70’lerde sahnelerde başlayan hayatı, daha sonra televizyona taşınmıştı Huysuz Virjin’in. Müstehcen tavrına karşın daima zarifti, iki unutulmaz isim bırakmıştı arkasında: Huysuz Virjin ve Seyfi Dursunoğlu. Unutulmaz sanatçı ölümünde bile servetini vakıflara bağışladı. Onun gürültülü ve geniş sesini, sarı peruğunu, takma göğüslerini ve sivri dilini çok sevmişti Türk halkı. Birçok başbakan devrinden geçen Huysuz Virjin, en son AKP hükümeti dönemi, 2007’de ekranlardan uzaklaştırma cezası almıştı. Huysuz Virjin’den vazgeçişimiz, daha siyasi İslam’a dönen ve içe kapanan Türkiye’nin bir sonucu değil miydi?

Öte yandan, eşcinsel veya trans olmak Müslüman çoğunluklu Türkiye’de her zaman zor olmuştur. Fakat “homofobi” artık toplum baskısının bir ürünü olmaktan çıkarak kanunlaştırılıyor. Ülkenin Cumhurbaşkanı LGBT komitesine "lanetli sapıklık”, “gençlerin akıllarını zehirliyor” derken, hükümeti Netflix’te yayımlanmaya başlanmış bir Türk dizisini sırf “eşcinsel bir karakter içeriyor” diye yayından kaldırıyor.

Asıl paradoks ise Türkiye’de halen birçok eşcinsel ünlü olması. Bu isimlerin çoğu televizyonlarda çıkmaya devam ediyor.
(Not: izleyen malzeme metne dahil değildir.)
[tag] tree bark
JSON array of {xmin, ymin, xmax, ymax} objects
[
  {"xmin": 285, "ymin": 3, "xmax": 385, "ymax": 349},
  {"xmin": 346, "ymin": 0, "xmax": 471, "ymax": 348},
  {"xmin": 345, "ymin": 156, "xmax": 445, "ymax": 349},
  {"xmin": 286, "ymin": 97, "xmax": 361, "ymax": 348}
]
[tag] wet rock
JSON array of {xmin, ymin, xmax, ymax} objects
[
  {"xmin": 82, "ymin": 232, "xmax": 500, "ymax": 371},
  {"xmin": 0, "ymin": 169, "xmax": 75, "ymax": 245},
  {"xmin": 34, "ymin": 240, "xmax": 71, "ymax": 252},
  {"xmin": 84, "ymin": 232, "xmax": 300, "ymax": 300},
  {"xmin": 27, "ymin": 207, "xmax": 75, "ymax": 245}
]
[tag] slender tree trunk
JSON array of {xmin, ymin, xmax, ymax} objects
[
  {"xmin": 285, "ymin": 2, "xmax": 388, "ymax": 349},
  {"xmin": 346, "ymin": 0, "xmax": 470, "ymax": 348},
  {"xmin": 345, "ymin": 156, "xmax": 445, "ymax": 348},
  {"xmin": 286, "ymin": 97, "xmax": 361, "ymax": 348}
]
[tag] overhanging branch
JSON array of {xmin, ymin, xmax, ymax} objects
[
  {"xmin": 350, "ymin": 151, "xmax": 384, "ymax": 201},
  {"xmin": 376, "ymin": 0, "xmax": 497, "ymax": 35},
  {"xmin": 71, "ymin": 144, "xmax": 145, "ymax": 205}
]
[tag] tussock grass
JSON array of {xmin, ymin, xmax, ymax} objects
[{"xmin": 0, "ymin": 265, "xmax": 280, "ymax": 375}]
Medya kültürü halen eşcinsel sanatçılara açık, yalnız bir şartla: cinselliklerini dillendirmemeleri.

Yabancı basın, Türkiye’nin bu sayfasını ülkedeki “feminen” dokunuşun yok oluşu ve “kraliçenin ölümü” başlıklarıyla eleştirmiş. Türkiye olduğundan daha tutucu, daha hoşgörüsüz, ve daha tenkitçi. Ve kuşkusuz Türk halkı bu yeni tutumların bedelini yalnızca ekrandan uzaklaştırılan azınlıklar ile ödemeyecek.